“嘭!”
雙掌對撞在一起,發出沉悶的響聲。
同時一股氣浪以雙掌交擊處為中心,卷得塵土飛揚。
秦天喉嚨一甜,嘴角滲出一縷鮮血,但終究硬生生扛住了這一掌。
純陽玄天功帶來的強悍肉身發揮了關鍵作用。
“白癡,你這煉玄境一重的實力,還想跟我以傷換傷?簡直是自尋死路!”
杜凌飛見秦天竟然選擇硬接,臉上得意無比。
他得勢不饒人,瘋狂催動丹田玄力,企圖一舉震斷秦天的手臂,甚至是直接摧毀其心脈。
然而下一秒,杜凌飛臉上的笑意瞬間凝固,轉化為了驚駭恐懼。
“不對,這股力量不可能是煉玄境一重,是煉玄境二重?但就算是煉玄境二重的力量,怎么會比我還要強呢?”
當秦天那霸道的純陽掌力反撲而來時,杜凌飛才后知后覺地察覺到一絲不對勁。
“啊!”
杜凌飛慘叫一聲,只覺一股灼熱勁力沖入他的經脈之中。
他的整條左臂頓時變得通紅酥麻,傳來一陣火辣辣的劇痛。
整個人不受控制地踉蹌后退。
“趁你病,要你命!邪惑!”
秦天豈會放過這等天賜良機?
他抑制住體內翻騰的氣血,眼中血光一閃,催動《邪魄訣》——邪惑!
心亂如麻的杜凌飛,在看到秦天那血紅雙眸時,只覺得眼前霎時一黑,意識出現了短暫的空白。
噗嗤!
秦天身隨劍走,手中長劍化作一道青色閃電,刺入杜凌飛的腹部。
“呃啊——!”
腹部傳來的劇烈疼痛,讓杜凌飛瞬間從失神狀態清醒過來。
“這怎么可能?”
杜凌飛發出一聲凄厲無比的哀嚎,面色驚恐地看著沒入自己腹部的長劍。
他拼盡最后力氣猛地向后一蹬,身體硬生生從長劍上脫離而出。
“煉玄境……二重?你竟然隱藏了實力?”
杜凌飛半跪在地,用手死死捂住傷口,但鮮血依然從指縫間汩汩流出。
他目光死死盯著走近的秦天,質問道:“你剛才……剛才那是什么邪術?!”
“將死之人,何必知道那么多。
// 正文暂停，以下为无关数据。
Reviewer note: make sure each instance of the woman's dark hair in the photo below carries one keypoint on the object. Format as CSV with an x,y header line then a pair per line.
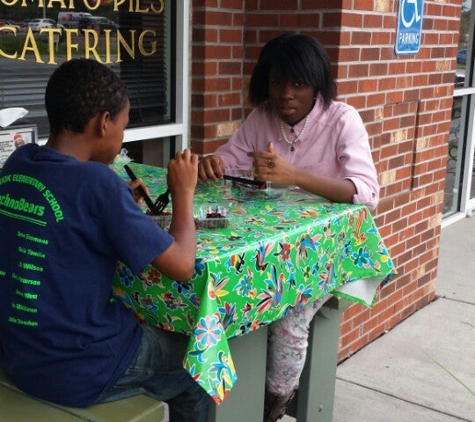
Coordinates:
x,y
293,56
80,89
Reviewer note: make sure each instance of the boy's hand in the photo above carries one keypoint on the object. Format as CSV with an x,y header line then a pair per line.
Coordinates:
x,y
183,172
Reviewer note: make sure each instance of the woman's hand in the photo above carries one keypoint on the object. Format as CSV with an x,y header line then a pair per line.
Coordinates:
x,y
210,167
271,167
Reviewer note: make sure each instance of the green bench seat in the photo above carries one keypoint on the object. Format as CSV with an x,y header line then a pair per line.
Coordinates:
x,y
16,406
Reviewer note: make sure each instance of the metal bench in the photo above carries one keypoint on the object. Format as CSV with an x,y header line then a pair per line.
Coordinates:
x,y
16,406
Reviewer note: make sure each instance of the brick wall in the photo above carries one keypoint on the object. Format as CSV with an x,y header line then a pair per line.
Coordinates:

”
秦天面無表情,拿起泣血長劍,緩緩走向強弩之末的杜凌飛。
“合歡宗……宗規嚴禁殘害同門,否則必被執法長老嚴懲,抽魂煉魄!秦師弟,你莫要自毀前程!”
杜凌飛瞳孔驟然收縮,沒想到秦天竟然真敢sharen滅口。
他掙扎著向后挪動,試著用合歡宗的門規震懾秦天。
“杜師兄,你難道忘記了?”
秦天腳步不停,嘴角揚起嘲諷的冷笑。
“你不是教過我嗎?一個爐鼎弟子的死活,好像宗門不是很在意吧。殺了你,頂多賠些玄石罷了。你覺得,我的命,值多少玄石?你的命,又值多少?”
“你。。。。。。”
杜凌飛的身體渾身一顫,臉上血色盡褪。
之前曾為外門弟子的杜凌飛,自然知道秦天說的是事實。
在合歡宗,爐鼎弟子命如草芥。
這也是秦天不惜暴露自己天玄根的事實,也要成為外門弟子的根本原因。
“別殺我!我是受人指使的。”
死亡的恐懼頓時擊垮了杜凌飛的心理防線。
杜凌飛苦苦哀求道:“只要你不殺我,我就告訴你幕后主謀是誰?還將他給我兩千玄石給全部給你。”
見秦天不為所動,杜凌飛徹底慌了。
“哦?兩千玄石?”
秦天走到了杜凌飛的面前,居高臨下地看著他。